Upgrade Advisory

This documentation is for Flux (v1) and Helm Operator (v1). Both projects are in maintenance mode and will soon reach end-of-life. We strongly recommend you familiarise yourself with the newest Flux and start looking at your migration path.

For documentation regarding the latest Flux, please refer to this section.

Troubleshooting

Also see the issues labeled with FAQ, which often explain workarounds.

Flux is taking a long time to apply manifests when it syncs

If you notice that Flux takes tens of seconds or minutes to get through each sync, while you can apply the same manifests very quickly by hand, you may be running into this issue: fluxcd/flux#1422.

Briefly, the problem is that mounting a volume into $HOME/.kube effectively disables kubectl’s caching, which makes it much much slower. You may have used such a volume mount to override $HOME/.kube/config, possibly unknowingly – the Helm chart did this for you, prior to fluxcd/flux#1435.

The remedy is to mount the override to some other place in the filesystem, and use the environment entry KUBECONFIG to point kubectl at it. This is what the Helm chart now does, so fixing it may be as easy as reapplying the chart if that’s what you’re using.

This is also documented in the FAQ.

fluxctl returns a 500 Internal Server Error

This usually indicates there’s a bug in the Flux daemon somewhere – in which case please tell us about it!

Flux answers everything with git repo is not configured

This means Flux can’t read from and write to the git repo. Check that

  • … you’ve supplied a git repo URL. If it’s of the form https://github.com/user/repo then you will need to use the SSH-style URL, git@github.com:user/repo instead.

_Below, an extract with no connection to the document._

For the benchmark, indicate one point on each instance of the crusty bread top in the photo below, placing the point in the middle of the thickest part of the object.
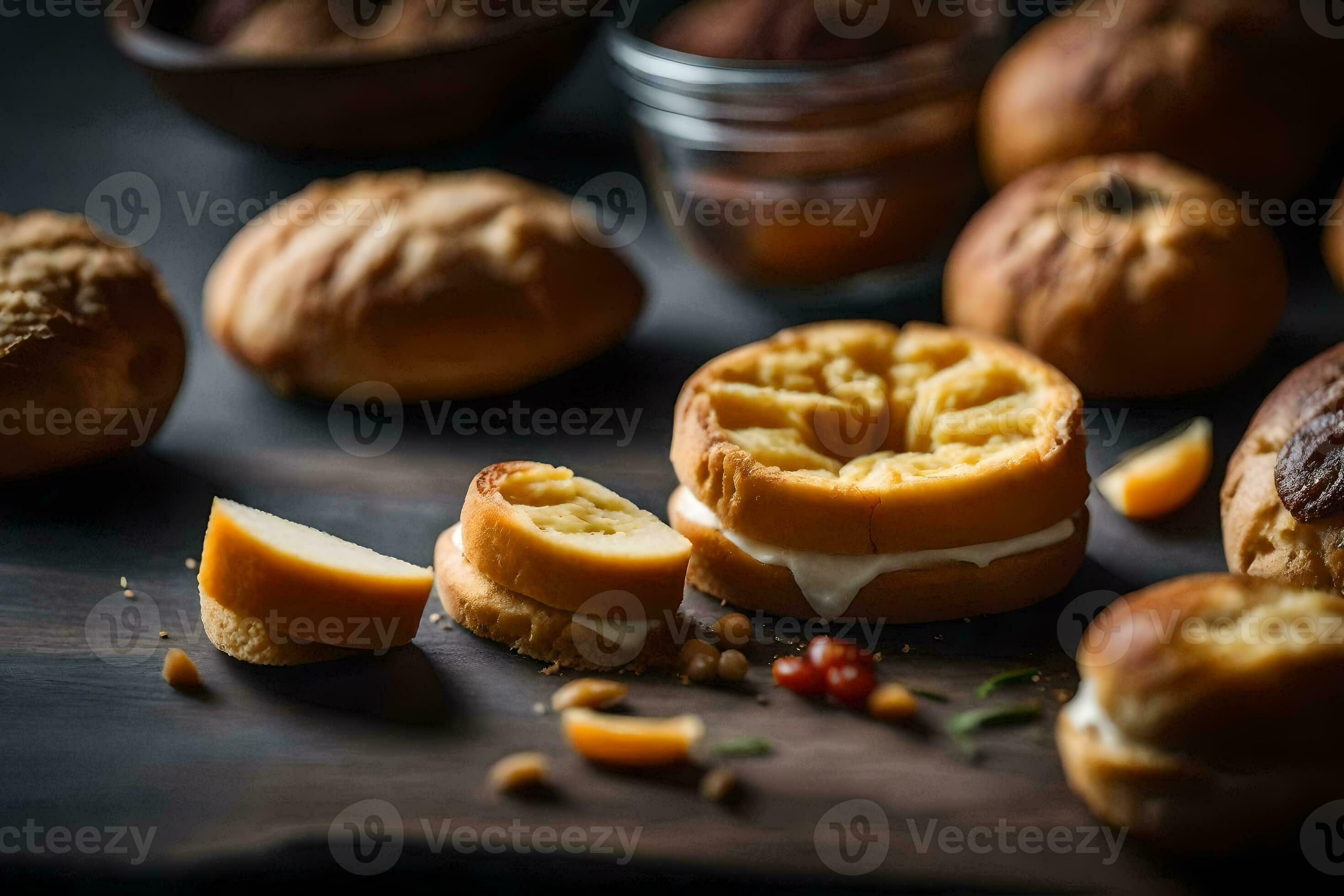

  • … the deploy key has read/write access to the repo. In GitHub, deploy keys are installed in the settings for a repository. To get the deploy key Flux is using, use fluxctl identity.

  • … that the host where your git repo lives is in ~/.ssh/known_hosts in the fluxd container. We prime the container image with host keys for github.com, gitlab.com, bitbucket.org, dev.azure.com, and vs-ssh.visualstudio.com, but if you’re using your own git server, you’ll need to add its host key. See “Using a private Git host”.

I’m using GCR/GKE and I keep seeing “Quota exceeded” in logs

GCP (in general) has quite conservative API rate limiting, and Flux’s default settings can bump API usage over the limits. See fluxcd/flux#1016 for advice.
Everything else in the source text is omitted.